Além disso, também ouvi coisas como "você ainda vai ter o seu bebê" ou "vocês podem tentar de novo". E sabe de uma coisa? Foda-se! Eu não queria tentar de novo, não queria outro bebê - eu queria esse. Esse tipo de frase, por mais que tenha vindo de um lugar de carinho, me apunhalava. Cheguei a perguntar na terapia se valia à pena eu mandar as pessoas tomarem no cu, como se elas tivessem culpa de receber a raiva que eu sentia. A terapeuta disse que se me ajudasse, que eu poderia fazê-lo, mas que deveria pensar se aquilo realmente me traria algum alívio ou benefício.


E eu sabia que não.


Então respirei fundo, conversei muito com o R., e dei tempo ao tempo.


Hoje já não sinto aquela raiva que me dominava, mas a frustração, a tristeza, elas nunca vão embora, permeiam os meus dias. Ainda que eu tenha vivido momentos felizes desde então, ainda que eu vá viver momentos felizes daqui pra frente. Eu tenho uma vida muito boa, tenho uma rede de apoio incrível, um marido maravilhoso, muito conforto e privilégios que me trazem a certeza de estar bem amparada. Eu sei que vou viver a luz de novo, que viverei momentos de alegria. 


No entanto, percebo que quanto mais o tempo passa, menos as pessoas perguntam - pelo menos acho que não querem se intrometer ou cutucar a ferida. Estou lendo um livro de uma autora que teve 5 perdas gestacionais e tenho me identificado com TANTO do que ela fala! (Aqui é possível ler um resumo do que ela passou: as 5 gestações que não foram a termo e as 2 bem-sucedidas) Uma das coisas é que a sociedade no geral não gosta de falar sobre perda e morte, então sempre parte muito da pessoa enlutada trazer o assunto à tona e é muito cansativo. Mas se é importante pra pessoa enlutada falar sobre isso, ela deve sim falar!
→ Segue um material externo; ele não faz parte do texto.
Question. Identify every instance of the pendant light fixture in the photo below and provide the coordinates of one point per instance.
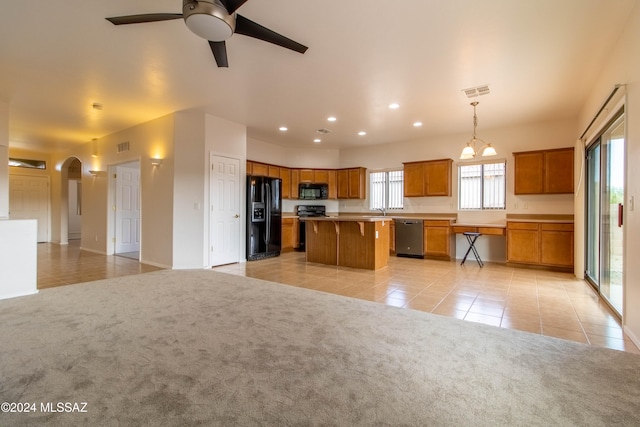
(469, 151)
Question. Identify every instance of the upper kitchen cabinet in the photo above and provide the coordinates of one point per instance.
(351, 183)
(544, 171)
(321, 176)
(285, 176)
(259, 169)
(307, 175)
(427, 178)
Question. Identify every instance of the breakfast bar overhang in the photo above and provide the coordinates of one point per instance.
(348, 241)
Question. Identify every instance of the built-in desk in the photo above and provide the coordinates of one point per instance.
(490, 229)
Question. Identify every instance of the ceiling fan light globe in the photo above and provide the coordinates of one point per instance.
(209, 20)
(489, 151)
(468, 152)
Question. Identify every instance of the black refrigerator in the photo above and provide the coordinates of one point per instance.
(264, 217)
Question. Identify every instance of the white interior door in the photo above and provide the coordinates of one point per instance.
(29, 199)
(225, 189)
(127, 213)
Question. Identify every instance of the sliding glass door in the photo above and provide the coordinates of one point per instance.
(605, 175)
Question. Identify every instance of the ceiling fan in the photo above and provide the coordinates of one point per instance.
(215, 21)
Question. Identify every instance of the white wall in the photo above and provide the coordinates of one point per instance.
(623, 67)
(188, 190)
(147, 140)
(4, 160)
(18, 258)
(293, 157)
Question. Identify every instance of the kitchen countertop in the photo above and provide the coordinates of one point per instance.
(359, 218)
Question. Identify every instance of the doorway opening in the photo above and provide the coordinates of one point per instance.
(605, 195)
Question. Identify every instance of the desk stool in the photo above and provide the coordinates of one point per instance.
(471, 238)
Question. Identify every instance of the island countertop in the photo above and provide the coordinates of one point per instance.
(350, 241)
(358, 218)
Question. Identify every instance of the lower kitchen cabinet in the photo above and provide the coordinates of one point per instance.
(438, 239)
(540, 243)
(556, 244)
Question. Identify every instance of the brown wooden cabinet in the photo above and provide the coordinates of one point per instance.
(540, 243)
(333, 184)
(260, 169)
(437, 239)
(556, 244)
(544, 171)
(413, 179)
(357, 183)
(321, 176)
(285, 176)
(295, 181)
(351, 183)
(306, 175)
(428, 178)
(523, 245)
(342, 178)
(273, 171)
(392, 236)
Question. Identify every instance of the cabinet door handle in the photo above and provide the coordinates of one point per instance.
(620, 210)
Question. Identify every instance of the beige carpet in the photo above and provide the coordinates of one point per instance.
(180, 348)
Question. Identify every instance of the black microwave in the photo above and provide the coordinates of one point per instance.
(309, 191)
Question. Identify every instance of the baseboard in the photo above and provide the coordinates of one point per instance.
(634, 339)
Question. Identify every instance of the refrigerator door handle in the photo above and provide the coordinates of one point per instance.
(267, 214)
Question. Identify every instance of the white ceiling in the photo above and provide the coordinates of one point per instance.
(539, 58)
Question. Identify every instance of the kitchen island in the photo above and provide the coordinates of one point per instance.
(348, 241)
Não é porque meu bebê não viveu "no mundo" que ele não tenha existido. Eu acho que a gente tem que parar de ter medo de falar sobre certas coisas e sentir certos desconfortos... e o que os amigos e família podem fazer é serem ombro, oferecerem sua escuta - só isso já basta muito.


Eu já relatei o que aconteceu com a gente no hospital pra várias pessoas, e a cada vez que conto a história toda, sinto um peso ir saindo do meu coração. Ele vai ficando menor, ajuda no processo da elaboração dessa dor. Sei que talvez nem todos queiram ouvir ou se sintam confortáveis em saber dos pormenores de um parto/perda como a que eu passei, mas a nossa rede tá aí pra isso, né? Pros bons e maus momentos. Enquanto eu puder continuar falando, falarei.


Fazia umas semanas que eu não chorava mais, sentia que minhas lágrimas tinham secado. Mas aí um dia essa semana, do nada, aquela tristeza veio como uma onda, e eu deixei ela me levar. Pensei muito na letra de "Vento no litoral", e apesar de não ouvi-la há muito tempo, ela veio como trilha sonora desse momento:


De tarde quero descansar / Chegar até a praia e ver / Se o vento ainda está forte, vai /Ser bom subir nas pedras, sei / Que faço isso pra esquecer / Eu deixo a onda me acertar / E o vento vai levando tudo embora

Agora está tão longe, vê / A linha do horizonte me distrai / Dos nossos planos é que tenho mais saudade / Quando olhávamos juntos na mesma direção / Aonde está você agora /Além de aqui dentro de mim?


Quando essa onda de tristeza vem, eu deixo ela me levar, mas nesse processo tento não me perder de mim mesma.